U.S.-China science team grows “human monkey embryos”, academic community worried about “opening Pandora’s box”

The rapid advances in human biology have also given rise to many moral and ethical issues that are up for debate. A new experiment shows that scientists have successfully combined human cells with macaque embryos, which could be used for future biological experiments or organ transplants.

The U.S.-China scientific team injected human stem cells into macaque embryos and observed their growth for 20 days, according to a comprehensive foreign media report.
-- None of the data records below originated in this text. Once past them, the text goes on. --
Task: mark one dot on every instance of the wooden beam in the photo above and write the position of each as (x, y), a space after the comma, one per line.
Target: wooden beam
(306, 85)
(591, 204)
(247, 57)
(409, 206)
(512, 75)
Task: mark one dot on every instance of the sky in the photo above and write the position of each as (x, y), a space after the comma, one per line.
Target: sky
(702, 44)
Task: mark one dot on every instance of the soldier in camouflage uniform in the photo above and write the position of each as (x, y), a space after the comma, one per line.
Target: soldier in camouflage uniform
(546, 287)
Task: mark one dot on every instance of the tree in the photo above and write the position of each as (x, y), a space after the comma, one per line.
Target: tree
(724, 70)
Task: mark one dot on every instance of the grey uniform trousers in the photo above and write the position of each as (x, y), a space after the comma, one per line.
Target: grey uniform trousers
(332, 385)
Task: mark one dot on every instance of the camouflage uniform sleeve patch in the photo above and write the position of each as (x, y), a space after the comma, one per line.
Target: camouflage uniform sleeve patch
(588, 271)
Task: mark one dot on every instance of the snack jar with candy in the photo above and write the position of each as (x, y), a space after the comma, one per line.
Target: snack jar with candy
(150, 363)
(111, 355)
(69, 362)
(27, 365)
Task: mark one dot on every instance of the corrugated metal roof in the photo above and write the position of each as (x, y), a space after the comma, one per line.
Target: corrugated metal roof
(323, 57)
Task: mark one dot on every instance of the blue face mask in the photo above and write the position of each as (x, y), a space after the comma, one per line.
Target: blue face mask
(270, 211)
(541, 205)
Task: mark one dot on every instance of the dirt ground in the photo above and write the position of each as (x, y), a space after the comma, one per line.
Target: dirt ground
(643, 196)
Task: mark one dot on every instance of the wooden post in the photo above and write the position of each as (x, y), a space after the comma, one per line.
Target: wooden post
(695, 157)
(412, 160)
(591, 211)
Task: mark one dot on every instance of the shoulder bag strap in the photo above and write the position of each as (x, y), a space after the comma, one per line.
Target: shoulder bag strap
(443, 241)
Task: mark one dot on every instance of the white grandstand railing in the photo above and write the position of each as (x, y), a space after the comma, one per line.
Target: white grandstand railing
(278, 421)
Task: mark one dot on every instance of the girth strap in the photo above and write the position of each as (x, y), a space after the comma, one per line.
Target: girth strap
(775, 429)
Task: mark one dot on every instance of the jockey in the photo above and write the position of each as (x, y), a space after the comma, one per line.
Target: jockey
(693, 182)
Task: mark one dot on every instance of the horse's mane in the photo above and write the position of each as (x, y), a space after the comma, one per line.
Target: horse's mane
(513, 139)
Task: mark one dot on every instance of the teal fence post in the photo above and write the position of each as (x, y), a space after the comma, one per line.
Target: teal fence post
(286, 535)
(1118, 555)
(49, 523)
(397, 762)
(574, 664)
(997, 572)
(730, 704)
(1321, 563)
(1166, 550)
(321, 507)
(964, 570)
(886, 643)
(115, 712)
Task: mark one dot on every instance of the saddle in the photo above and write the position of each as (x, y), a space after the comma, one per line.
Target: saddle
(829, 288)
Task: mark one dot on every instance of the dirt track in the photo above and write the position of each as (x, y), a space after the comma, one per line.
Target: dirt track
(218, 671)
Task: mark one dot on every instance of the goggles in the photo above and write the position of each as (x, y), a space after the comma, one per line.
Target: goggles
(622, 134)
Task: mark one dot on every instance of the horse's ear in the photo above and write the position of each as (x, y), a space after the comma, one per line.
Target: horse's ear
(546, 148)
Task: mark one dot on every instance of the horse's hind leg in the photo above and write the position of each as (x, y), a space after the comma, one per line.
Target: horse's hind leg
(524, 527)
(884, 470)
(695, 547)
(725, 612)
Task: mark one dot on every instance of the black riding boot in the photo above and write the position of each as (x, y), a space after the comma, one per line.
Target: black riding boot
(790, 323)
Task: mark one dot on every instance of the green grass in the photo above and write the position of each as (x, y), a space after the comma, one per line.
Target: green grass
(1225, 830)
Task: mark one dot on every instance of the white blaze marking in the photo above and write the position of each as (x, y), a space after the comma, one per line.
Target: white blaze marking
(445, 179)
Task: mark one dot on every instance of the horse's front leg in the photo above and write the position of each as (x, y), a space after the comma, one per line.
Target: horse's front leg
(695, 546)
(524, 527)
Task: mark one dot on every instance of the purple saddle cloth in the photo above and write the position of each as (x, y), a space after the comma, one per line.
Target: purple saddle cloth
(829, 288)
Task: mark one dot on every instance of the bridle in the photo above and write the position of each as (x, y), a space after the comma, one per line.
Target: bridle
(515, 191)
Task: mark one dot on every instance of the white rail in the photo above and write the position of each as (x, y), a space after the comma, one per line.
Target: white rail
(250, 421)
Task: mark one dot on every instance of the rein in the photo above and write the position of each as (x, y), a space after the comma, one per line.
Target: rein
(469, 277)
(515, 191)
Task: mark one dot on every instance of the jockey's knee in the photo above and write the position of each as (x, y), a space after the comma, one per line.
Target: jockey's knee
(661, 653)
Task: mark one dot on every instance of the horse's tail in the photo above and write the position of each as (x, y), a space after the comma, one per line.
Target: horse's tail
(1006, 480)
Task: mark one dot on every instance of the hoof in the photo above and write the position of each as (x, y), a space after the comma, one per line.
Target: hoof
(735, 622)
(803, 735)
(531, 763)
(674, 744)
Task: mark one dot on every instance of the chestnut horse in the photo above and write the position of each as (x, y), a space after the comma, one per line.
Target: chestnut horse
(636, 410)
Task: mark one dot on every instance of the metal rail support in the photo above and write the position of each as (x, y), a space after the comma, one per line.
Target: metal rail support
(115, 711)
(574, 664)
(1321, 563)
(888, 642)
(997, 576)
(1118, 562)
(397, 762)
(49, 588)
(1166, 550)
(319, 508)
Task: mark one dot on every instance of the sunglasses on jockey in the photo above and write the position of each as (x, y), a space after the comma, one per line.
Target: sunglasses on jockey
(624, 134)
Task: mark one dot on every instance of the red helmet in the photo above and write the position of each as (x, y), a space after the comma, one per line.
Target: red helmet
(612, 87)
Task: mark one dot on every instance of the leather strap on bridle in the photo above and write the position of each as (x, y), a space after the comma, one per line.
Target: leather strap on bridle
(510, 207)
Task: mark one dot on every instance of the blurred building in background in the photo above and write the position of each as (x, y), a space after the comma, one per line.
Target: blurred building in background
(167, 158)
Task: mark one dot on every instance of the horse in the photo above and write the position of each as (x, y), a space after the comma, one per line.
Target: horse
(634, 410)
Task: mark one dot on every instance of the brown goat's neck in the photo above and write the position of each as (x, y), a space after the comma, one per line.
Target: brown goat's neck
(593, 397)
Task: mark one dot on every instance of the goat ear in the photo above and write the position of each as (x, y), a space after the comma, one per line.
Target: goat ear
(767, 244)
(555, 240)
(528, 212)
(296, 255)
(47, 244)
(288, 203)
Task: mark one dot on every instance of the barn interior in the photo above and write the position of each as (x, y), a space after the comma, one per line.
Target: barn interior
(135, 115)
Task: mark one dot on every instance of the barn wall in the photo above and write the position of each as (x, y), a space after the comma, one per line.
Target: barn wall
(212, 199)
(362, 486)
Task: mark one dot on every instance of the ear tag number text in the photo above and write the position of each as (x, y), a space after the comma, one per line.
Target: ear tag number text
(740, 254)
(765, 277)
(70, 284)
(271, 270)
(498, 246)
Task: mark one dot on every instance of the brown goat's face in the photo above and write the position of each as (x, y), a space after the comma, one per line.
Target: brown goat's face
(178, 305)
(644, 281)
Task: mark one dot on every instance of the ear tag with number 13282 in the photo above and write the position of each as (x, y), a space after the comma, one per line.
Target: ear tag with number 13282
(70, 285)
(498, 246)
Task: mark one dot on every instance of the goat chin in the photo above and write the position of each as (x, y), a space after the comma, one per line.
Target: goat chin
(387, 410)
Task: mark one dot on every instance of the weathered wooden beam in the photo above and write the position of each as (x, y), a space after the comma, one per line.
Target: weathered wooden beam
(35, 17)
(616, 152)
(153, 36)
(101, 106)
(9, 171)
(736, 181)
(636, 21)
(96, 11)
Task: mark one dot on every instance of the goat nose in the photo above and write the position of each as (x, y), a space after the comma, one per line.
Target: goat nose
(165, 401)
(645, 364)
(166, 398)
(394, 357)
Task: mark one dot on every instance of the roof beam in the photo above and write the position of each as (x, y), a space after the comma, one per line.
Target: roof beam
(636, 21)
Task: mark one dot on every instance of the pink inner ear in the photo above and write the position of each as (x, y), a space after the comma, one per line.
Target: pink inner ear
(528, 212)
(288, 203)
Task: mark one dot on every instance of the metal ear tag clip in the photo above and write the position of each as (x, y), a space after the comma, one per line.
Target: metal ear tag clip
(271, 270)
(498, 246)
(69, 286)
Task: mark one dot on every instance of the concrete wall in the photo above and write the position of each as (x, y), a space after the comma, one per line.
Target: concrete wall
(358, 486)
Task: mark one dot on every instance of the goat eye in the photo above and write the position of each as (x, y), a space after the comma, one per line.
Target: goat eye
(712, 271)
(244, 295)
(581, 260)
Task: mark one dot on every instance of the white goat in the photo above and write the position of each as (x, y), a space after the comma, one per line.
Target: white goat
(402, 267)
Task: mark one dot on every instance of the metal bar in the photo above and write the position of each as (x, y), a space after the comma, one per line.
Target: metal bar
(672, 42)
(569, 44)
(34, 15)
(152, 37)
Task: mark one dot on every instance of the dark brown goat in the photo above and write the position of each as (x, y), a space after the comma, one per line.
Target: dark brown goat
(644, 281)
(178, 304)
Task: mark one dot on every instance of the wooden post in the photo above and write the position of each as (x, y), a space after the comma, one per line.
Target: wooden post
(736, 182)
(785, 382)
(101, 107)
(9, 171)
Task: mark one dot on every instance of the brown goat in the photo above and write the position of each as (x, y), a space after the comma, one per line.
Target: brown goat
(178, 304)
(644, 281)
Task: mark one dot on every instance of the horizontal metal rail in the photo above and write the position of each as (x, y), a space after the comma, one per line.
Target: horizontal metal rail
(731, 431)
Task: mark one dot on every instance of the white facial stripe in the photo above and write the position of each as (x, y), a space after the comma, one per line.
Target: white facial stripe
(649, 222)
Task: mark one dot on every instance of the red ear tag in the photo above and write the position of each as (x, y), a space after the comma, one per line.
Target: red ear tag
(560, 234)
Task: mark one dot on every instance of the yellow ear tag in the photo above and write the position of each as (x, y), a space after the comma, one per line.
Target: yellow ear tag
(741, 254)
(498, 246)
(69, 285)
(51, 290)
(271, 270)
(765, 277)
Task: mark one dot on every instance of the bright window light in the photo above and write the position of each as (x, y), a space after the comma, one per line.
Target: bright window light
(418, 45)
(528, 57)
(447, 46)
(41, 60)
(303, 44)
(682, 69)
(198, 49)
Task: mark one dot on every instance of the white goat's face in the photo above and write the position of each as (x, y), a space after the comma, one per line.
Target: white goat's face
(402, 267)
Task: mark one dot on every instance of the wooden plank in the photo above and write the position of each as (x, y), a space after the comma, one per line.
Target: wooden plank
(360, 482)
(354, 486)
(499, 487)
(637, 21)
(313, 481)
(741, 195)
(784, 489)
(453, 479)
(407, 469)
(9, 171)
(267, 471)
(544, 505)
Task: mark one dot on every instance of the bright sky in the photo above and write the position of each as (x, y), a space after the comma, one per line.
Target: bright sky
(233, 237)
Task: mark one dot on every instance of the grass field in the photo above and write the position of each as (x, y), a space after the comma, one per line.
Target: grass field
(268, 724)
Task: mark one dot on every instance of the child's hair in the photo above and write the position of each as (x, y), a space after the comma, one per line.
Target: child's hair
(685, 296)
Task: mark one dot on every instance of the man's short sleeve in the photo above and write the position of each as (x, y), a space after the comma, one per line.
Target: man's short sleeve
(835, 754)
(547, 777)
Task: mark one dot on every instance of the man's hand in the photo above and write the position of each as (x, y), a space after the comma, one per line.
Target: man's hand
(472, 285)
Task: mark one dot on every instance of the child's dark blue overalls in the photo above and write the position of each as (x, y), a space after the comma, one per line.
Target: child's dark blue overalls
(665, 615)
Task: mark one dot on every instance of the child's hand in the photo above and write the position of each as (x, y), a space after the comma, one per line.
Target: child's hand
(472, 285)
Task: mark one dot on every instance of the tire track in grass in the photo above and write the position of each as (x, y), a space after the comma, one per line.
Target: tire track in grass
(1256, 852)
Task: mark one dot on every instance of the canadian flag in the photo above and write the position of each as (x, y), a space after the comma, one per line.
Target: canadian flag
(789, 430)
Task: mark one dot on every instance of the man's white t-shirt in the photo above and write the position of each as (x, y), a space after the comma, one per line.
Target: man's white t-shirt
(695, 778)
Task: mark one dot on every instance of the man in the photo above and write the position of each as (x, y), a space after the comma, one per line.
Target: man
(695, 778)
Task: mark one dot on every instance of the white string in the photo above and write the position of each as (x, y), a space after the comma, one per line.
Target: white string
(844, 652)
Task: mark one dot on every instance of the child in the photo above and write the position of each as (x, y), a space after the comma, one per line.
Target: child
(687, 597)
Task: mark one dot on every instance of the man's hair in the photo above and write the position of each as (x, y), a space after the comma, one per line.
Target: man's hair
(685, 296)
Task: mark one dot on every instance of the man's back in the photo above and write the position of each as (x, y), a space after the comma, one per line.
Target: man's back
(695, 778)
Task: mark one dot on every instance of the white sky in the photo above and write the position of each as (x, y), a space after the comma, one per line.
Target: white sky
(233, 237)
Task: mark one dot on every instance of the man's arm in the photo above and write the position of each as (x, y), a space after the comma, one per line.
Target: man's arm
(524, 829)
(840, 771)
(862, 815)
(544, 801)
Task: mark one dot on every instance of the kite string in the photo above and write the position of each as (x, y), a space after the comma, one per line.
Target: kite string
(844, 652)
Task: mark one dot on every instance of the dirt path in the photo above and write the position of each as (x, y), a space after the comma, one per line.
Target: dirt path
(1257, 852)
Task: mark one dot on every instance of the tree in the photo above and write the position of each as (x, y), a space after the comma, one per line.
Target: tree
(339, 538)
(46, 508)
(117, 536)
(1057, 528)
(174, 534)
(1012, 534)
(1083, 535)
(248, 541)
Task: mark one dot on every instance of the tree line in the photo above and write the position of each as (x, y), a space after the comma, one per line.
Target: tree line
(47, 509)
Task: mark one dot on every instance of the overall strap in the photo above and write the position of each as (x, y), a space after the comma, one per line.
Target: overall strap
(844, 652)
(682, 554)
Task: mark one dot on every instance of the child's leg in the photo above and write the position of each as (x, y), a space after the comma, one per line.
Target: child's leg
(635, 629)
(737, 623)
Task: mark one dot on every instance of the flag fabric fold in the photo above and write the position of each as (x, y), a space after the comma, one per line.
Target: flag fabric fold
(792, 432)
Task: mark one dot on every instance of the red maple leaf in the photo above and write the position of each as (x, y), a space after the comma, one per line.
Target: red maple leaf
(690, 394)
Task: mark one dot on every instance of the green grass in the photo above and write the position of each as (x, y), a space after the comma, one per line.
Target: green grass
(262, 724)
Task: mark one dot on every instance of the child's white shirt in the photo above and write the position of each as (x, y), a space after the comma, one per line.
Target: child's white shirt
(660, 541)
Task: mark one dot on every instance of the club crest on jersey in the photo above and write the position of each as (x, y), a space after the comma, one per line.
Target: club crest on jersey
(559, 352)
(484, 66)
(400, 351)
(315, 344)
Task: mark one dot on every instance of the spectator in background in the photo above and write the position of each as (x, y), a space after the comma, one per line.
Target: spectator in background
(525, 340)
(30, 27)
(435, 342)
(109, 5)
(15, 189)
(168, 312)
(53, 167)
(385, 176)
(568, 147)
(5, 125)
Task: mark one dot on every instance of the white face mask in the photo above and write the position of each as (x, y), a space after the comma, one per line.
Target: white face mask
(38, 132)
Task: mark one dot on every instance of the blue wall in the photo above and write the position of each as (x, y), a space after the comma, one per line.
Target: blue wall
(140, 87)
Juan Carlos Izpisua Belmonte, a geneticist at the Shaker Institute for Biological Studies (SIBS) in California, who led the team, said the research could address the shortage of transplantable organs and further research on early human growth, disease formation and aging.

Belmonte said the research, published in the scientific journal “Cell” on the 15th, meets modern ethical and legal standards. “Ultimately we will be able to use these studies to understand and improve human health.”

Mixing embryos from two different species is called “chimerism,” and there has been past experience with human cells implanted in sheep and pigs, with Belmonte having helped create the first human-pig hybrid in 2017. Although the experimental team destroyed the embryos on day 20, it still raised concerns in the scientific community and called for a public debate to define the ethical boundaries of creating chimeras containing human cells.

Belmonte stressed that the team did not intend to implant any mixed species embryos into the mimosas; its goal was to further understand how cells of different species interact during early embryonic growth. But Julian Savulescu, a professor at Oxford University, believes that the experiment is akin to opening Pandora’s box, and that it is only a matter of time before human-nonhuman chimeras are successfully developed.